It should be noted that they give you SSH access and freedom to upload your own binaries. They run FreeBSD, so you might have to cross-compile, but I've ran Golang CGI servers without any issues.


Just keep in mind that their hosting service is targeted towards people who know what they are doing, and they do not allow third parties to access your account, and they are very serious about this.

If you share your login information with anyone for any reason at all, and they find out about it, they will disable your account.

We've had to rescue a couple of NFS.net users that have made a mess of things one way or another. Getting NFS.net users sorted out is a very-not-fun game of cat & mouse with NFS.net support. This isn't really a criticism of them though -- I like NFS.net overall -- just something that potential customers need to be aware of.

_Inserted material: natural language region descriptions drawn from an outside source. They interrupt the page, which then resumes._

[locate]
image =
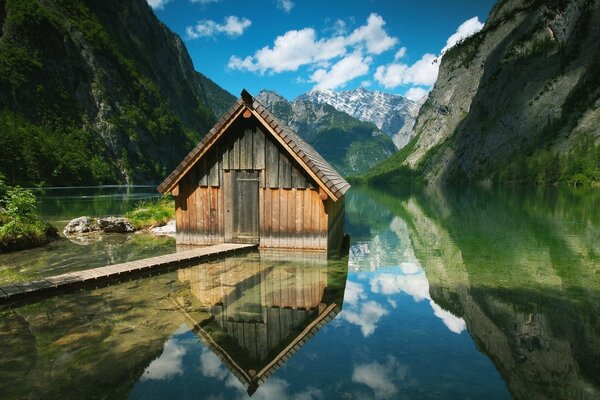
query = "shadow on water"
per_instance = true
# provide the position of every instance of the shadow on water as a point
(522, 268)
(129, 339)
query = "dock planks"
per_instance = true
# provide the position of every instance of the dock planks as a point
(44, 285)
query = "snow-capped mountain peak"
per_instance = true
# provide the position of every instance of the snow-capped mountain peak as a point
(393, 114)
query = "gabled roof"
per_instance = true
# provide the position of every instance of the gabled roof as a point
(307, 157)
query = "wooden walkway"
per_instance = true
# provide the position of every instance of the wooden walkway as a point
(68, 280)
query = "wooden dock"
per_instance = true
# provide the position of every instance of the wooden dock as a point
(111, 272)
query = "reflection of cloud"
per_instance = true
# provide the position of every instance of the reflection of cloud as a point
(365, 316)
(353, 293)
(211, 366)
(415, 284)
(454, 323)
(168, 364)
(380, 377)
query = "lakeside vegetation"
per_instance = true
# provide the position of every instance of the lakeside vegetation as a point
(20, 227)
(151, 213)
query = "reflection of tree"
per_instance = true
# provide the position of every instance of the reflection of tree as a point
(521, 269)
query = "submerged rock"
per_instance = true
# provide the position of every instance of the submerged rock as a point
(81, 225)
(167, 229)
(116, 225)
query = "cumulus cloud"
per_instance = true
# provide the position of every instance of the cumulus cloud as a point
(466, 29)
(285, 5)
(158, 4)
(348, 68)
(373, 36)
(232, 26)
(416, 93)
(400, 53)
(336, 59)
(425, 71)
(366, 316)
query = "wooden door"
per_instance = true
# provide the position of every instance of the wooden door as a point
(244, 204)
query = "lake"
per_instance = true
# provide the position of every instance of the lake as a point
(445, 294)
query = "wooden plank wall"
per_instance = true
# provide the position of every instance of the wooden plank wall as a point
(336, 217)
(293, 219)
(291, 213)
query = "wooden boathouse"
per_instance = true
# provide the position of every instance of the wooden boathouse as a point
(253, 180)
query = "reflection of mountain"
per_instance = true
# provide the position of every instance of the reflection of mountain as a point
(521, 269)
(108, 342)
(262, 311)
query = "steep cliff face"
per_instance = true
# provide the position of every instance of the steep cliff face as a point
(350, 145)
(519, 101)
(96, 92)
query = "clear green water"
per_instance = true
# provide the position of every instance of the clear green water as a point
(444, 294)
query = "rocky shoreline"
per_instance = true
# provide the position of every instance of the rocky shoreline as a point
(87, 225)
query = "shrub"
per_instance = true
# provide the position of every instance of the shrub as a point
(151, 213)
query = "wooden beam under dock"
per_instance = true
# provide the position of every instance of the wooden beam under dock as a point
(110, 272)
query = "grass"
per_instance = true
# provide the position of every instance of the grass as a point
(151, 213)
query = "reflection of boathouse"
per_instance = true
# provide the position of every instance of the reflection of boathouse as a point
(262, 310)
(252, 180)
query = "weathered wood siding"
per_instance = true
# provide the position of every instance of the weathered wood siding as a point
(293, 218)
(291, 212)
(335, 224)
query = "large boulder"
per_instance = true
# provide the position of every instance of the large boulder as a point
(116, 225)
(168, 229)
(81, 225)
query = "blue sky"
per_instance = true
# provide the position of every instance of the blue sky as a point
(293, 46)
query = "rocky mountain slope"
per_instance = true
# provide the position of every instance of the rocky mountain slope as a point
(96, 92)
(350, 145)
(395, 115)
(517, 102)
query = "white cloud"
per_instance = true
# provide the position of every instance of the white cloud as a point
(158, 4)
(366, 316)
(232, 26)
(285, 5)
(348, 68)
(416, 94)
(291, 51)
(425, 71)
(373, 36)
(466, 29)
(336, 59)
(400, 53)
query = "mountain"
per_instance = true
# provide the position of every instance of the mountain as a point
(97, 92)
(517, 102)
(395, 115)
(350, 145)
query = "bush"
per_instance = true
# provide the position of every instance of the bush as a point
(20, 227)
(152, 213)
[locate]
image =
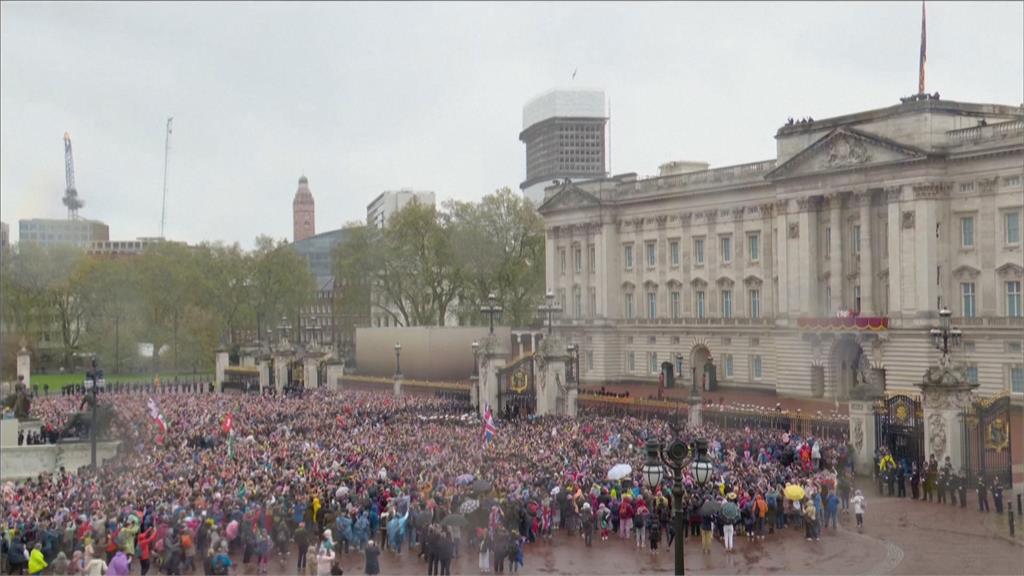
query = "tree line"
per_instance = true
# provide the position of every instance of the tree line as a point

edit: went back through my email so that I could provide a more specific example. Owner of a small board game business had a website developed by his technical partner; technical partner hosted it with NFS.net and then became completely unavailable later on; website was then compromised and used for SEO spam (probably stolen FTP credentials / bruteforced lame password); business owner saw his website disappear altogether from Google listings with no idea of what was going on. He became our client at that point. While this was happening, his NFS.net-registered domain also expired, and the email address associated with his NFS.net account was at his domain (!). NFS.net support flatly refused to respond to any matters regarding his account from any email address other than the one at his expired domain, which couldn't be resolved until account access was restored, which was impossible as long as the domain was expired ...

Unfortunately, I don't have notes on how that particular one was resolved, but there are a bunch of domain transfer notifications shortly after -- I suspect we weren't able to ever resolve the trouble with NFS.net and resorted to something along the lines of transferring his domain, re-hosting it, and rebuilding his site from Wayback Machine archives or something. (He had no backups, of course.)

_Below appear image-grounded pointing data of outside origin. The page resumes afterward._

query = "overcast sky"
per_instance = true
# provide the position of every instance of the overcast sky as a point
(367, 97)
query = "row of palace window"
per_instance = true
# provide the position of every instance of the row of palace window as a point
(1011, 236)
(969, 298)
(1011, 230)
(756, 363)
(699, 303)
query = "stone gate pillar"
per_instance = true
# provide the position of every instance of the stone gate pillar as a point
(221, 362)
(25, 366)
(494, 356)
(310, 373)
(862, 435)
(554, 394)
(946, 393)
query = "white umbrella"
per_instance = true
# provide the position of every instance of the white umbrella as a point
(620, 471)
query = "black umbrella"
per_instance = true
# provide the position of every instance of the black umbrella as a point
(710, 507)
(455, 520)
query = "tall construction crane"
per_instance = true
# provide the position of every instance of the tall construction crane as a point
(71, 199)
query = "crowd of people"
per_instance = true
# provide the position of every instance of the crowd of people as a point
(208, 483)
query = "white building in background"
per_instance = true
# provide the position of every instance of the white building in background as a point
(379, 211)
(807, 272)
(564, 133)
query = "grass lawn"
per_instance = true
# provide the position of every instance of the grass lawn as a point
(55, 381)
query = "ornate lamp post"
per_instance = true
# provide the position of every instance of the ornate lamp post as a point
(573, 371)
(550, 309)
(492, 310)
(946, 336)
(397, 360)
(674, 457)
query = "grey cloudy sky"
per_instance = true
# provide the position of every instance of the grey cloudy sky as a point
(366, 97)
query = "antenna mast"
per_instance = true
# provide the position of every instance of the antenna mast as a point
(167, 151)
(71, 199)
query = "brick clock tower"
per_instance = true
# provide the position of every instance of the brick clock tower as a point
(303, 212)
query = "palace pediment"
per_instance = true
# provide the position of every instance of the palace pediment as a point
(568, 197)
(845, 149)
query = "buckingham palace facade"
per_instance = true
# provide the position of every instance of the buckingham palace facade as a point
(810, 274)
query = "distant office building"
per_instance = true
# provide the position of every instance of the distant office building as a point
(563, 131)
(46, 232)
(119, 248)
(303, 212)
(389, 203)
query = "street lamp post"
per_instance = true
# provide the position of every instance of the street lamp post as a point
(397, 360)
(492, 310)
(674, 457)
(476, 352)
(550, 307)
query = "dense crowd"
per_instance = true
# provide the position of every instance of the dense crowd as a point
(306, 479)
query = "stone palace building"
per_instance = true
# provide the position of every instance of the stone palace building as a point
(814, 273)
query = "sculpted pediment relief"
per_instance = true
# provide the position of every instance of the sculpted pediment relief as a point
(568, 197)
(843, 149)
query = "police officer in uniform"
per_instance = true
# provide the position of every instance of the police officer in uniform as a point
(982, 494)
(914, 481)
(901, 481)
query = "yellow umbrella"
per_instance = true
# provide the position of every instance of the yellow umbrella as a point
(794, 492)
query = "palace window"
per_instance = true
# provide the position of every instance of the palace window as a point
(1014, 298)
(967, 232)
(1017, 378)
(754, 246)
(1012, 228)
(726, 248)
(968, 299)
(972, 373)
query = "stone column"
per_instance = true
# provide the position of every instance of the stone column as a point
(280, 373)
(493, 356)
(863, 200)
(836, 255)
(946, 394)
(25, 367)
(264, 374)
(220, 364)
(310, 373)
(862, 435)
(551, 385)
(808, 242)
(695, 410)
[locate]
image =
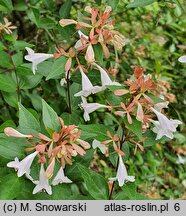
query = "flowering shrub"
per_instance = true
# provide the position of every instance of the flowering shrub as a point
(59, 147)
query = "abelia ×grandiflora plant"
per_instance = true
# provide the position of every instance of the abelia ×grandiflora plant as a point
(141, 107)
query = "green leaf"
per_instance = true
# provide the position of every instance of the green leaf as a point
(64, 11)
(17, 59)
(58, 68)
(50, 118)
(20, 45)
(98, 129)
(11, 147)
(20, 6)
(6, 5)
(2, 47)
(8, 123)
(27, 120)
(34, 15)
(10, 186)
(98, 2)
(47, 23)
(7, 84)
(135, 127)
(129, 193)
(5, 61)
(96, 184)
(27, 79)
(11, 98)
(140, 3)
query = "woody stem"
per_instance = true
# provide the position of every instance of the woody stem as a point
(68, 92)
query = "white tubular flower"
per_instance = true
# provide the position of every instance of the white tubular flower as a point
(23, 166)
(160, 106)
(79, 42)
(87, 87)
(180, 160)
(89, 108)
(42, 183)
(122, 175)
(105, 79)
(97, 144)
(11, 132)
(61, 178)
(182, 59)
(164, 126)
(36, 58)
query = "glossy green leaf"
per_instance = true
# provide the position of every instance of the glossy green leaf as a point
(10, 186)
(7, 83)
(58, 68)
(11, 147)
(98, 129)
(64, 11)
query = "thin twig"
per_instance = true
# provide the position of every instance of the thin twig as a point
(122, 142)
(68, 92)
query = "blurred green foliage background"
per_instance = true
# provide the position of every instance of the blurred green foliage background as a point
(156, 38)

None of this is NFS.net's fault. There's a good argument in favor of the way they handle account access. On the other hand, with any other hosting provider, this could have been resolved far more easily. ("Tech guy set up my website and then disappeared" is unfortunately a common problem.)


I'm quite happy with them as well. For a static site without big media files it's almost free: hosting http://www.kmjn.org/ there costs me an average of $0.50/mo ($0.10 storage, $0.40 bandwidth).

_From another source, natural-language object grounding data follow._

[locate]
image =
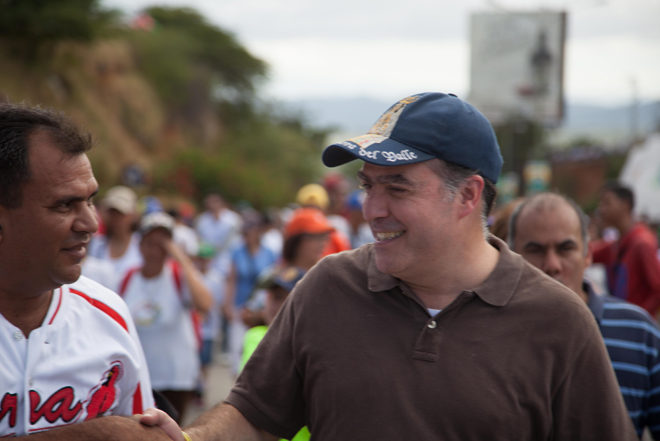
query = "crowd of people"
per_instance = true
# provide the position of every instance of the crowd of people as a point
(192, 283)
(420, 325)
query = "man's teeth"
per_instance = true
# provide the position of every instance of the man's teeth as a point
(385, 236)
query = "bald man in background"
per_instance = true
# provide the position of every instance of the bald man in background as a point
(550, 231)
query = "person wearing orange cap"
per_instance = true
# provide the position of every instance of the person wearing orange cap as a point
(307, 236)
(314, 196)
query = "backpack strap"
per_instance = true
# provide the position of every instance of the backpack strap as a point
(124, 283)
(176, 273)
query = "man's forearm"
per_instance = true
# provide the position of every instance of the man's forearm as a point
(111, 428)
(225, 423)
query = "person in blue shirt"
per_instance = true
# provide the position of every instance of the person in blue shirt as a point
(550, 231)
(247, 262)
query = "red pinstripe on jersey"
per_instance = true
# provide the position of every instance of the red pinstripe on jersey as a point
(59, 303)
(137, 400)
(103, 307)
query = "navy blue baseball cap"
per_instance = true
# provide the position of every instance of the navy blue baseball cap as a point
(422, 127)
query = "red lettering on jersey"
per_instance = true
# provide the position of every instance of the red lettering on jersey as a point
(8, 406)
(55, 407)
(104, 396)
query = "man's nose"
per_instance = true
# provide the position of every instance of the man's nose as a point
(374, 206)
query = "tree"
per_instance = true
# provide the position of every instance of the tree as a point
(31, 25)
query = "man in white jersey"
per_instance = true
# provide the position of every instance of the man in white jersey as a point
(68, 348)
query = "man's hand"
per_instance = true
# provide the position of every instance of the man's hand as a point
(155, 417)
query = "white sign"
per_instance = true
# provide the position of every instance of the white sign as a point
(517, 63)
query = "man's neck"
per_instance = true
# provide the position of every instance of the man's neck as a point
(584, 295)
(26, 313)
(466, 269)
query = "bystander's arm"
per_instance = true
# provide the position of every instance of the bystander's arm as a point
(201, 297)
(650, 271)
(225, 423)
(110, 428)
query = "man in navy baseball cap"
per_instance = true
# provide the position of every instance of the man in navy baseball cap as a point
(422, 127)
(435, 331)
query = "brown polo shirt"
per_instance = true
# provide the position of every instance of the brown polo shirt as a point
(355, 355)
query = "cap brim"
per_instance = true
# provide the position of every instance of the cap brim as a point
(374, 149)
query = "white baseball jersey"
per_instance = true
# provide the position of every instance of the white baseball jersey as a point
(85, 361)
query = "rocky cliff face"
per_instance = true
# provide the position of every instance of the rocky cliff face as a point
(99, 86)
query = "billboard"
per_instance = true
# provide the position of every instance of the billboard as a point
(517, 64)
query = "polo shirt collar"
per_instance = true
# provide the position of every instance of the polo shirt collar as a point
(596, 302)
(496, 290)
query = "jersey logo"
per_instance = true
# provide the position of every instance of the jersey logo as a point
(8, 406)
(59, 405)
(103, 396)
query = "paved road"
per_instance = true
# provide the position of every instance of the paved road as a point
(220, 382)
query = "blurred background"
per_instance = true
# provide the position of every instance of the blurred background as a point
(242, 96)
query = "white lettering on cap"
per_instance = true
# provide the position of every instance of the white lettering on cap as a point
(368, 154)
(404, 155)
(348, 145)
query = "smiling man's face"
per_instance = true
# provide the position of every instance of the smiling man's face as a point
(411, 217)
(48, 234)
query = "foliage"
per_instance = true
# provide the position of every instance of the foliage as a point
(193, 63)
(30, 25)
(265, 163)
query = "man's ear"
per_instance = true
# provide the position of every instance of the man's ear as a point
(3, 213)
(470, 195)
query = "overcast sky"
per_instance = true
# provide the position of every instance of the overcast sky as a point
(389, 49)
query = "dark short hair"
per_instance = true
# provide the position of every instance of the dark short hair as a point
(622, 192)
(18, 122)
(454, 175)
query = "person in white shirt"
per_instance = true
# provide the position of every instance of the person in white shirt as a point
(164, 296)
(221, 227)
(100, 271)
(119, 244)
(69, 351)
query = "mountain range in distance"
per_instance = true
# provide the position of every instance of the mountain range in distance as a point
(610, 126)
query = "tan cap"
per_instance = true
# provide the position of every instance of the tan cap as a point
(313, 195)
(122, 199)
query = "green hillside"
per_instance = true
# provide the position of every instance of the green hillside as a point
(178, 98)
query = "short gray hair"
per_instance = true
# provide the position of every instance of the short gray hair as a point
(454, 176)
(538, 201)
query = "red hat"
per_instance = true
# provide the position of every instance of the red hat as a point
(308, 221)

Having ssh access and quite a bit of tech freedom, for either CGI stuff or just manually run command-line processing, is also quite nice. And although not everyone likes it, I like their idiosyncratic custom web admin panel.


I used to use them for everything but seems like there are always little bugs or weird configurations to deal with.

Still the cheapest and my own site is there (I'm too busy with other things to move it), but no longer my favorite.


Yeah..that's the first webhost the bullet points on the article reminded me off. Pay what you use, and great support.